Alors que le principal syndicat tunisien demande la fin de cette pratique, les grandes sociétés du secteur plaident pour un cadre législatif clair et une structuration du métier. Pour le bénéfice des entreprises et des salariés.
Des entreprises qui ont besoin de main-d’œuvre supplémentaire selon les saisons, des sociétés qui doivent recruter rapidement pour répondre à une commande inattendue: l’intérim est une variable d’ajustement nécessaire à la bonne marche des entreprises. Or, sur le sol tunisien, aucune législation spécifique n’encadre cette pratique. D’où des abus, connus de nombreux salariés, commis par des entreprises de travail temporaire qui profitent du flou juridique: non versement des salaires et des charges sociales, renouvellement des contrats au-delà des quatre ans autorisés… Cette situation a amené récemment le syndicat UGTT à remettre en cause la pratique de l’intérim et à demander unilatéralement l’intégration en CDI de tous les intérimaires actuellement sous contrat.
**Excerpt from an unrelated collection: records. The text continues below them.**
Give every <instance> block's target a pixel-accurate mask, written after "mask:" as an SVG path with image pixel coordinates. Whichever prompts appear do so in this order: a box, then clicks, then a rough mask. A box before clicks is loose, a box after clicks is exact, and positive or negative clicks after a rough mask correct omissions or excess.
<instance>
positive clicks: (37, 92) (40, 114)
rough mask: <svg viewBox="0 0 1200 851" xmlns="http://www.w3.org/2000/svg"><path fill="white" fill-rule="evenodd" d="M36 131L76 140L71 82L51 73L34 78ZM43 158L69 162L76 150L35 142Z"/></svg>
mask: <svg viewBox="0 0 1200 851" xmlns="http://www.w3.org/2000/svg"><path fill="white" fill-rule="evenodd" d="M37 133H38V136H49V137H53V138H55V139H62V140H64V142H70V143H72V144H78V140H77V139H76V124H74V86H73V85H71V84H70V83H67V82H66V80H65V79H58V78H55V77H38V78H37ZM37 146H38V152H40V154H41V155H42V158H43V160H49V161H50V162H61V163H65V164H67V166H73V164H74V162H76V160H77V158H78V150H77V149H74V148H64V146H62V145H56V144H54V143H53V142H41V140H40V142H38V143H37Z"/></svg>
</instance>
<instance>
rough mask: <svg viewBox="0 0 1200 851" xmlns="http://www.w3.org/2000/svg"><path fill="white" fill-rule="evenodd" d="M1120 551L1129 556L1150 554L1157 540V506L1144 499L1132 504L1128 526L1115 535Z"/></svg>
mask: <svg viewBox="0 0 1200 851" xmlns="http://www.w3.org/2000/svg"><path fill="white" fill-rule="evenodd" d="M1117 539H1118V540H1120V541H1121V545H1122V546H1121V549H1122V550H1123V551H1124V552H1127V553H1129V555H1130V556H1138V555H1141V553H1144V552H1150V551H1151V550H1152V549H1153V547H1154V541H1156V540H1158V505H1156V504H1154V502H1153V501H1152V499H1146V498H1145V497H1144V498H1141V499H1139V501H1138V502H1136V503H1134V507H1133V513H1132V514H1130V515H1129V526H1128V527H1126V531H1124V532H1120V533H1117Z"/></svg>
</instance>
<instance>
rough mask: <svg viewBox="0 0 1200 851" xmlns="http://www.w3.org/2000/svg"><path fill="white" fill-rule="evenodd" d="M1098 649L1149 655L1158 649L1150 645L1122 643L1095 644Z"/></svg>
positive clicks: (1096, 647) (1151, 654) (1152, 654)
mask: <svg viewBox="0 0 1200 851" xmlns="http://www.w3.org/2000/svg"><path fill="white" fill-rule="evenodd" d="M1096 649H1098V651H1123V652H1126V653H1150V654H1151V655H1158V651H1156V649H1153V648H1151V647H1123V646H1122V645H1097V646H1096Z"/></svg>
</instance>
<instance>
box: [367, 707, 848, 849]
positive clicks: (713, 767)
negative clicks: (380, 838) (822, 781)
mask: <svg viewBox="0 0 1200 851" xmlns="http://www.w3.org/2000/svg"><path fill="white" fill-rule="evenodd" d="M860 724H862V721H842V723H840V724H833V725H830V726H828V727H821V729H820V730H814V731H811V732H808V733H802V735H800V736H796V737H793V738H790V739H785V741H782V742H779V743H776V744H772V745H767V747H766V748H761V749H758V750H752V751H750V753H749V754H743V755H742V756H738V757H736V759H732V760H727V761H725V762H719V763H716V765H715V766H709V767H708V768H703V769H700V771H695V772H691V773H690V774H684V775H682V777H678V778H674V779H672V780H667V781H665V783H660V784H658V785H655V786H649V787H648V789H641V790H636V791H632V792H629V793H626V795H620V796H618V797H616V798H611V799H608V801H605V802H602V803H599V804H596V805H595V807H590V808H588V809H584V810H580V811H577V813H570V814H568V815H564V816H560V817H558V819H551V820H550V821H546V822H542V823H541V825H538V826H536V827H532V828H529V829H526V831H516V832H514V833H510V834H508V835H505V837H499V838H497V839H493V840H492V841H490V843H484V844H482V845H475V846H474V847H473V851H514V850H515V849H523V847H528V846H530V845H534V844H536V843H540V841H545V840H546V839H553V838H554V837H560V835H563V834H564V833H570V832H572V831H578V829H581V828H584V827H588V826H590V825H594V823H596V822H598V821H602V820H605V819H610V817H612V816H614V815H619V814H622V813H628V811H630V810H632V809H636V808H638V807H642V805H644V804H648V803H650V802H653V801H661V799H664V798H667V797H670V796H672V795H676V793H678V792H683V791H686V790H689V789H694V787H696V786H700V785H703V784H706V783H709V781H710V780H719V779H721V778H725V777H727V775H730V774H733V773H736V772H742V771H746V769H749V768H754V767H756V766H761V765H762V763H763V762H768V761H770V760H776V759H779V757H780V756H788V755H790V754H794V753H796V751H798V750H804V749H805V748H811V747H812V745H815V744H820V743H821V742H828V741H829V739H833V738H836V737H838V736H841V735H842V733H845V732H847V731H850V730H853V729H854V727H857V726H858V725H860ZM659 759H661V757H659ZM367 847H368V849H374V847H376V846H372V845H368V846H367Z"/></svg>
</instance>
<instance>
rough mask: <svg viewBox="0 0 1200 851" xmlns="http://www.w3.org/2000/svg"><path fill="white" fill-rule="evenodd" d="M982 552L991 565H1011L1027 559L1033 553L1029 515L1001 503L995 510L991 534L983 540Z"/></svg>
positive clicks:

Mettre en place un cadre clair et concerté
D’après les sociétés d’intérim professionnelles et structurées, la bonne marche du secteur, et par conséquent le respect des droits des salariés, impose surtout la mise en place d’un cadre législatif clair et concerté. Pour faire avancer leur cause, les entreprises d’intérim tentent depuis plusieurs années de se fédérer en chambre syndicale: «Nous devons nous structurer pour montrer que notre métier n’est pas celui de sous-traitants, pour le gardiennage pour mettre en place un cadre de bonnes pratiques partagées», explique Jerick Develle, directeur général d’Adecco Maghreb. Depuis plusieurs années, Adecco s’est associée avec des confrères, pour mener des actions visant à organiser le métier. Pour le moment, les démarches successives n’ont pu déboucher, faute de volonté politique et en raison de nombreux blocages administratifs.
Des entreprises étrangères pourraient quitter le pays
Le front de refus quant à la légalisation du travail d’intérim omet toutefois une composante importante de l’économie tunisienne. Son ouverture sur les marchés extérieurs et le nombre croissant des multinationales qui s’y sont implantées et qui, en ce qui les concerne, ont de longues traditions dans la pratique de la flexibilité et de l’intérim. Aujourd’hui, avec les nouvelles donnes de l’économie nationale, nous ne pouvons plus négliger les exigences des investisseurs étrangers sans oublier la demande de groupes locaux.
Sur un tout autre niveau, les crises par lesquelles est passé le pays, d’ordre social, politique et économique, nous appellent à être plus réactifs en ce qui concerne la remise rapide des demandeurs d’emploi dans le circuit du salariat. L’intérim peut y jouer un rôle important: il touche actuellement pas moins de 250.000 personnes en Tunisie dans des secteurs aussi divers et importants que l’hôtellerie, l’industrie automobile ou les services bancaires.
Parmi les sociétés intervenant sur ces métiers, de nombreuses entreprises étrangères ont depuis longtemps intégré la variable d’ajustement qu’est l’intérim dans leur politique de ressources humaines: «Une remise en cause de cette capacité à fluidifier la demande de main-d’œuvre et l’obligation à avoir 100% de CDI pourraient, à terme, les faire fuir», estime une professionnelle de l’intérim. Une menace d’autant plus inquiétante que la majorité d’entre elles utilise l’intérim pour former et sélectionner des salariés qu’elles intégreront ensuite en leur sein avec un contrat pérenne. Au final, c’est l’ensemble de la chaîne –intérimaires et entreprises– qui aurait tout à perdre de la disparition d’une pratique utile à la bonne marche de l’économie.